A metagraph feature file contains metagraph-based feature vectors for nodes and node pairs on a heterogeneous graph. The feature file is part of the input to the semantic proximity search program, which uses metagraph-based features to train a learning-to-rank model for proximity search. In particular, we use anchored metagraphs as features, first proposed in our TKDD19 paper.
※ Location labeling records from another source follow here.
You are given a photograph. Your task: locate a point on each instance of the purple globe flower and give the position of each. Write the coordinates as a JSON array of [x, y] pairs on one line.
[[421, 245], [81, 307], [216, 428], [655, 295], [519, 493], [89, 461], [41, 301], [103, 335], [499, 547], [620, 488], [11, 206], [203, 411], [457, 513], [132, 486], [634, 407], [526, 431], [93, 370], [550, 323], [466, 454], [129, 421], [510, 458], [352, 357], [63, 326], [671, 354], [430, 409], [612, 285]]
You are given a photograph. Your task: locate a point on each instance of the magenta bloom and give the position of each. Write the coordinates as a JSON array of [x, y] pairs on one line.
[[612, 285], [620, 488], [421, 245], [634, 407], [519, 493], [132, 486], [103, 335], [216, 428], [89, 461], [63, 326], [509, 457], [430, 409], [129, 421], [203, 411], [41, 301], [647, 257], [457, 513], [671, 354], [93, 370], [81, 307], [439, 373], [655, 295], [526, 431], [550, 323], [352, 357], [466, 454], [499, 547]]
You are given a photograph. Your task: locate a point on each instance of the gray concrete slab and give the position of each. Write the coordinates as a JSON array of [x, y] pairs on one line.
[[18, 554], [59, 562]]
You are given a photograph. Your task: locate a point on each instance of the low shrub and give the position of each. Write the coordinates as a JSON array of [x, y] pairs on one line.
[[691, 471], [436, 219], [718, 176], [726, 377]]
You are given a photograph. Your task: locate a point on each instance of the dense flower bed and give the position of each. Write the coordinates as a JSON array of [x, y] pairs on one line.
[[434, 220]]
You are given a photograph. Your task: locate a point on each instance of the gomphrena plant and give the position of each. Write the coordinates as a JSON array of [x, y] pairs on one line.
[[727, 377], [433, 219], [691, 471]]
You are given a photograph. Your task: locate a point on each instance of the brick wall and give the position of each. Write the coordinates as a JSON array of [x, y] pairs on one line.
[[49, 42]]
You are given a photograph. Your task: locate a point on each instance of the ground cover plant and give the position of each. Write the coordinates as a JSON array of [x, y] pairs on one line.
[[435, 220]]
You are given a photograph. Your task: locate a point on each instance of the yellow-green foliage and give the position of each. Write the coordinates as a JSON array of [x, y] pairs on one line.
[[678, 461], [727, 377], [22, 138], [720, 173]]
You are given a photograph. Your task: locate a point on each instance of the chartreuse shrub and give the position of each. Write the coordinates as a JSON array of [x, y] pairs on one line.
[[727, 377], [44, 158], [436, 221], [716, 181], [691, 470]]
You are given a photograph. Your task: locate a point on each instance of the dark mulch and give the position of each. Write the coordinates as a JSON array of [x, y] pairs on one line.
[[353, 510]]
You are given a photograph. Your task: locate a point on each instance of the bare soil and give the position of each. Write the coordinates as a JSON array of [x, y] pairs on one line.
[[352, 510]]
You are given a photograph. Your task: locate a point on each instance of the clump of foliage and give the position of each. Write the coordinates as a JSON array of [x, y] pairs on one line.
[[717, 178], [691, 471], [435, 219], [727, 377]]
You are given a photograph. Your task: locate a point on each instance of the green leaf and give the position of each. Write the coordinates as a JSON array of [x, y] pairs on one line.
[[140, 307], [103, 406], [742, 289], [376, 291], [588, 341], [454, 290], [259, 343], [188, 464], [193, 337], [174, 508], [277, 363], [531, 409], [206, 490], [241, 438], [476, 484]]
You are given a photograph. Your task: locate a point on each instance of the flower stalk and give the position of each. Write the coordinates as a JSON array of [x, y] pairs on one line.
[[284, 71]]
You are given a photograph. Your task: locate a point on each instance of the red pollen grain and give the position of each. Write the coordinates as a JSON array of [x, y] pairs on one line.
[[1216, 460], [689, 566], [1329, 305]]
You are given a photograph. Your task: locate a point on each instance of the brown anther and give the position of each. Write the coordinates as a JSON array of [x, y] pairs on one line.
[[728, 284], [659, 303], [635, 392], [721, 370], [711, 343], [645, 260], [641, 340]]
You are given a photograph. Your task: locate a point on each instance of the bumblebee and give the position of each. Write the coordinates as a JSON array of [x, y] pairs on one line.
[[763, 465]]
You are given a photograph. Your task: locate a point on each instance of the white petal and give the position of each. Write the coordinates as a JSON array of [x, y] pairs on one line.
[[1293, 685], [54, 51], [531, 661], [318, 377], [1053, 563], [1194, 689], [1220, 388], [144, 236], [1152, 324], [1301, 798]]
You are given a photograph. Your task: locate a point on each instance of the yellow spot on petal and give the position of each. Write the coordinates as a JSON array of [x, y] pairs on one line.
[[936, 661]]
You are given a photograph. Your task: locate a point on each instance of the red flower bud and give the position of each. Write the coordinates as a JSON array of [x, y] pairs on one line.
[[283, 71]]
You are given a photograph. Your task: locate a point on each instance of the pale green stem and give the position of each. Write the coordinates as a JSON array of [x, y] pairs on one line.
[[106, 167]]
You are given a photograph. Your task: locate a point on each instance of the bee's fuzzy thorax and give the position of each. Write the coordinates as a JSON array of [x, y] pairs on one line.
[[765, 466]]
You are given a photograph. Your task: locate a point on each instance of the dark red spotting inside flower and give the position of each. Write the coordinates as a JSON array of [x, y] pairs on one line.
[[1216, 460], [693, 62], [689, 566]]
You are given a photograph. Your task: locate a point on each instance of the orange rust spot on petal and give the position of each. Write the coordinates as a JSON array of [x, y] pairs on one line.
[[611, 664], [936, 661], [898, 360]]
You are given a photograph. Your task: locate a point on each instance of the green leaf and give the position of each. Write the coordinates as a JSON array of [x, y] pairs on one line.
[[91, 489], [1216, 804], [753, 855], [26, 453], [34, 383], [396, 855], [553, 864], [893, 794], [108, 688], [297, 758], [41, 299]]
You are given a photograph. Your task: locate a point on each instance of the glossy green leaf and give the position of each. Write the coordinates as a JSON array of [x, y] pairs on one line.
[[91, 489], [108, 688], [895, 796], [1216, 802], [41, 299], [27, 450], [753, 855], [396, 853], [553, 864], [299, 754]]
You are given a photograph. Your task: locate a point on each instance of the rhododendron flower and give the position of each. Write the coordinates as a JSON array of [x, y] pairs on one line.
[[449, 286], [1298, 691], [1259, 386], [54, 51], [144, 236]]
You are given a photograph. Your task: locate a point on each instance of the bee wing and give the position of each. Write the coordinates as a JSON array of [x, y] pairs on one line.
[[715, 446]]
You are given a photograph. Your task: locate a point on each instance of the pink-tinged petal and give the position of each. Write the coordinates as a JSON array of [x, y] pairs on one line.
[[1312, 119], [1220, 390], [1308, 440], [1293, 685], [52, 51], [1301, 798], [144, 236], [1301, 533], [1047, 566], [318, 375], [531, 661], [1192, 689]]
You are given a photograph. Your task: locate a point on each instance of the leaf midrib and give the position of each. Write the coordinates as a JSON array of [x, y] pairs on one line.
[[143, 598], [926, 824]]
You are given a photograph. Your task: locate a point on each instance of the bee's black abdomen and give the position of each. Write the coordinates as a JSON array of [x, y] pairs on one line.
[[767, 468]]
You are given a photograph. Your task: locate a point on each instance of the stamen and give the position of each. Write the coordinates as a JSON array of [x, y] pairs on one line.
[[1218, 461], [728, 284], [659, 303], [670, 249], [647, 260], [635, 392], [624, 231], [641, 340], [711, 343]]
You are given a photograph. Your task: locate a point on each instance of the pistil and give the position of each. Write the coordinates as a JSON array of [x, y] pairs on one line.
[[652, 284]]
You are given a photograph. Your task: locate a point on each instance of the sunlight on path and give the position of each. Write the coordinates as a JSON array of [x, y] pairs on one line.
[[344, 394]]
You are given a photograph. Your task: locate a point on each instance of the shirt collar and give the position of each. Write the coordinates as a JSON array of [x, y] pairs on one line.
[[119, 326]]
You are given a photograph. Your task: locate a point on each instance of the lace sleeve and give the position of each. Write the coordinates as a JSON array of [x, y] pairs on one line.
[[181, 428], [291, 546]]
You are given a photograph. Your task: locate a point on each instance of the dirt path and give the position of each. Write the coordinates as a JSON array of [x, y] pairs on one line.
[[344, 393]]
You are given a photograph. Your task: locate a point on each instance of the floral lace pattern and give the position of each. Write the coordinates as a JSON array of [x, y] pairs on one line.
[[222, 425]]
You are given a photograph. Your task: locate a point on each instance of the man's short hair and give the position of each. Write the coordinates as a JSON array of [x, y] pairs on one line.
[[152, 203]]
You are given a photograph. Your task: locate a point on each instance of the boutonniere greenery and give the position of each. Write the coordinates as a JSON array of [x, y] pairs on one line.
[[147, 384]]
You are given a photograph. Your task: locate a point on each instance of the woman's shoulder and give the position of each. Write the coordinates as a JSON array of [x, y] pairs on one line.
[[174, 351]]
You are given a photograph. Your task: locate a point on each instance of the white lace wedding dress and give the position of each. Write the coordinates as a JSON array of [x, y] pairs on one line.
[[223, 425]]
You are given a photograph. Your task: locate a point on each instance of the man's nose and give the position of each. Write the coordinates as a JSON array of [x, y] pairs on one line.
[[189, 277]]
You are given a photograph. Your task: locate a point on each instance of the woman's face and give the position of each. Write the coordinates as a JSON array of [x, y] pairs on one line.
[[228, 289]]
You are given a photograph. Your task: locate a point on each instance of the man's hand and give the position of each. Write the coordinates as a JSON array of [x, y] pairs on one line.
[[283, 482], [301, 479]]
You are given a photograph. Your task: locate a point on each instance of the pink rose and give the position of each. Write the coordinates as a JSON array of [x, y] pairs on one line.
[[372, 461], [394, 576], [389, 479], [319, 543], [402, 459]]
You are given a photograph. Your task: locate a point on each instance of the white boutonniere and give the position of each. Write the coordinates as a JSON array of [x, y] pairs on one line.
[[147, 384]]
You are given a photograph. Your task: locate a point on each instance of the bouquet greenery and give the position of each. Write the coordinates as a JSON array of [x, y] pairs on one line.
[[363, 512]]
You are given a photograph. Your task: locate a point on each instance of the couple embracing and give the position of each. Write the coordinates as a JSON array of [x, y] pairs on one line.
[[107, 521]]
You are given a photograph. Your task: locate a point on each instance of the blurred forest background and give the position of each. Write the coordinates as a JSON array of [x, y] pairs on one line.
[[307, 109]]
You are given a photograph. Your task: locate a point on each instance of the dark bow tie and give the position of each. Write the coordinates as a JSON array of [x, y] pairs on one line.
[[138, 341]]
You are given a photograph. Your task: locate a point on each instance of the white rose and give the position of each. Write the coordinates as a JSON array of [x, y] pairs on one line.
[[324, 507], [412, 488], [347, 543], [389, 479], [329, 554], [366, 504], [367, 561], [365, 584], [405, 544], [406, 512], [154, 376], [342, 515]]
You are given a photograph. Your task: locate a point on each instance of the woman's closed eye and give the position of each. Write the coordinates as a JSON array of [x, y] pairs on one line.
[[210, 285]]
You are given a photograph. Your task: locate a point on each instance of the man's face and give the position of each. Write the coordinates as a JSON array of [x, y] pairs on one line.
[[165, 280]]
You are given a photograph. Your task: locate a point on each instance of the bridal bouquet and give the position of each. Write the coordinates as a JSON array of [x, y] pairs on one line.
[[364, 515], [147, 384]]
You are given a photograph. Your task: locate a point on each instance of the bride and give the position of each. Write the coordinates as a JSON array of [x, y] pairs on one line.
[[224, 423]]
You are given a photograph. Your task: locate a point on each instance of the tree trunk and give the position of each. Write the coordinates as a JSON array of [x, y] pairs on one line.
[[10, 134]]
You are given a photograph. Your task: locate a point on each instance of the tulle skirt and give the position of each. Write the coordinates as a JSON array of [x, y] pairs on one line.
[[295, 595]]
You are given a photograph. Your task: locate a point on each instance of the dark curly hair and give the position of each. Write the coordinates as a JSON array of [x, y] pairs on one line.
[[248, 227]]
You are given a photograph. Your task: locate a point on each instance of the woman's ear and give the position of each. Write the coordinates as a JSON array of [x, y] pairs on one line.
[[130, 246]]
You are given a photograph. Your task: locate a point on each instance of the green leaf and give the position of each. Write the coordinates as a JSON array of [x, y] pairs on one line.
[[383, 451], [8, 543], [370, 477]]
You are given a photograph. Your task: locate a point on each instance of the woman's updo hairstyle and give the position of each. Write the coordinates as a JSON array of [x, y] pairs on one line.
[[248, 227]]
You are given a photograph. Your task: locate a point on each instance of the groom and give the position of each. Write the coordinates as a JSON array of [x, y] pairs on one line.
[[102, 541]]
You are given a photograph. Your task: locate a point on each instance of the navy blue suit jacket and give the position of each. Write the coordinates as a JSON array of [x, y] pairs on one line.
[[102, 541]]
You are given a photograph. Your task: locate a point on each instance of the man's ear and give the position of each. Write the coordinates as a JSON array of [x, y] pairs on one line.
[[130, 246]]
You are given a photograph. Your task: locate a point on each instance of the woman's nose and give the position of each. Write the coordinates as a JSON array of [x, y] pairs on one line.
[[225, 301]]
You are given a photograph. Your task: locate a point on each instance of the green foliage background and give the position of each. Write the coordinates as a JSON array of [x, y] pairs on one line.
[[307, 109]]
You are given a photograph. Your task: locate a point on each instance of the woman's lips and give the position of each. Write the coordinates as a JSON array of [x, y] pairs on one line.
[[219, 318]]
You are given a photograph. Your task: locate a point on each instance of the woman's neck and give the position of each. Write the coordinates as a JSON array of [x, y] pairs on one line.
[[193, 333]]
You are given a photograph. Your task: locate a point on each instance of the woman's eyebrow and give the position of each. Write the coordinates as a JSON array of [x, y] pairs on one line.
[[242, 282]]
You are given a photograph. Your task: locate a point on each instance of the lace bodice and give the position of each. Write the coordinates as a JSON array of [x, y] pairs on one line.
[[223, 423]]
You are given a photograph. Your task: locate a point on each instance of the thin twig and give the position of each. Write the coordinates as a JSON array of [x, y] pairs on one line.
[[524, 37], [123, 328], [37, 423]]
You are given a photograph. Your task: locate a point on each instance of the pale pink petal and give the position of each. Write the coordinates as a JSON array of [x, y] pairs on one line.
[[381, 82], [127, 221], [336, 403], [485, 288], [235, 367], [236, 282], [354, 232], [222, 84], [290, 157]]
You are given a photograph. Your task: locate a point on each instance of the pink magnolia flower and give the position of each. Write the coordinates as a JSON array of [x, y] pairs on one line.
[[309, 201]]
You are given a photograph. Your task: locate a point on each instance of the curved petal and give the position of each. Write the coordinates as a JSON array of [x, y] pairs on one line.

The anchored metagraph concept is an extension of metagraph in our ICDE16 paper.

The file is a tab delimited text file, as illustrated in the sample below.

5
0 162 0 0
1 140 3 4
2 3 4
3 152 3 4
4 126 2 2
5 251 2 4
10 -1 1:24.0 2:1.0 4:9.0
52 115 0:47.0 1:3.0 3:2.0 4:11.0
-1 92 2:39.0 4:12.0
...

First line is a single integer n representing the number of dimensions of the feature vectors, i.e., the number of anchored metagraphs.

The next n lines describe the anchored metagraphs, each line for one anchored metagraph. Each anchored metagraph is a feature, summarized by four integers separated by tab characters in the following form:

[FeatureID]<tab>[MetagraphID]<tab>[HeadColor]<tab>[TailColor],

where

  • [FeatureID] is the ID of a feature, i.e., an anchored metagraph. Note that an anchored metagraph is defined by the triple (metagraph, head, node), as described by the next three integers;

  • [MetagraphID] is the ID of the corresponding metagraph in the anchored metagraph;

  • [HeadColor] is the color of the head anchor in the metagraph;

  • [TailColor] is the color of the tail anchor in the metagraph.

The remaining lines contain the feature vectors. Each line represents a feature vector of one node or node pair in the following form:

[HeadID]<tab>[TailID]<tab>[FeatureID]:[FeatureValue]<tab>[FeatureID]:[FeatureValue]...,

where

  • the first two fields [HeadID] / [TailID] is the ID of the head / tail node in a heterogeneous graph, i.e., this line is a feature vector for the node pair with head / tail roles in each metagraph. Either [HeadID] or [TaiIID] can be -1, in which case this is the feature vector of a single node with a head or tail role;

  • subsequent fields contain the sparse representation of a feature vector in the form of one or more [FeatureID]:[FeatureValue] entries. In particular, [FeatureID] is the ID of a feature (i.e., an anchored metagraph), and [FeatureValue] is a float type indicating the value of the feature (e.g., number of instances of the anchored metagraph containing this node pair with matching roles).